As a womun and as a feminist, choice is a topic that has been very important to me. It is a topic that I have struggled with, pondered upon for hours on end and have spent many hours soul searching over this issue of what "choice" means for womyn. As a young, budding feminist in college this idea of being "pro-choice" became important to me and as I have aged and transitioned through life it has become even more prominent in my own life, especially when I became a stay-home mom, or what I would like to call myself, a radical homemaker (excellent book by on this topic by Shannon Hayes that I will blogging about soon!)
Two years ago I wrote and submitted a piece on choice for an academic journal that was looking for entries on many different topics from mothers who considered themselves third wave feminists. Around this time I was really exploring this idea of choice and how I felt based on my own experiences. I believe that in my generation of feminists we have fixated too narrowly on this idea of "pro-choice" being equated with only reproductive rights and have ignored the other dimensions that choice embodies. I discussed how womyn in the second wave marched, demonstrated and fought hard for choice-not only reproductive choices, but also the right as a womun to choose our own path and destiny. Yet, as I graduated college and began to make MY own educated choices about MY future, I was met with opposition and felt ostracized many times. I didn't realize until many years later that my definition of choice was much different than the feminist womyn around me, as well as the feminist movement that I identified with.
It is now 2010, and I am STILL milling over this idea of choice in my head.
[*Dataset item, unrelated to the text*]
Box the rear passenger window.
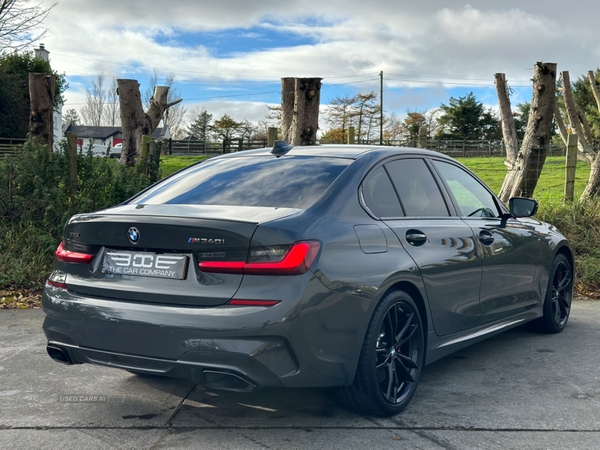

It is always there hanging around, but lately keeps hitting me in the face and challenging me on my own ideas of choice and what I believe it to be for womyn in the 21st century. Do we really have the freedom of choice? Or do we think that we do, but still play into what society expects of us as womyn and as mothers, wives, partners, etc.? And are we (feminists) foolish by believing that all womyn have this right to choose their paths or destinies?
So many fragmented thoughts right now swirling in my head regarding this concept of choice, primarily pertaining to marriage and motherhood. I must say this is just beginning entry on a series I will start on this issue. But for now back to an excellent book on feminism and motherhood by Amy Richards, Opting In: Having a Child Without Loosing Yourself.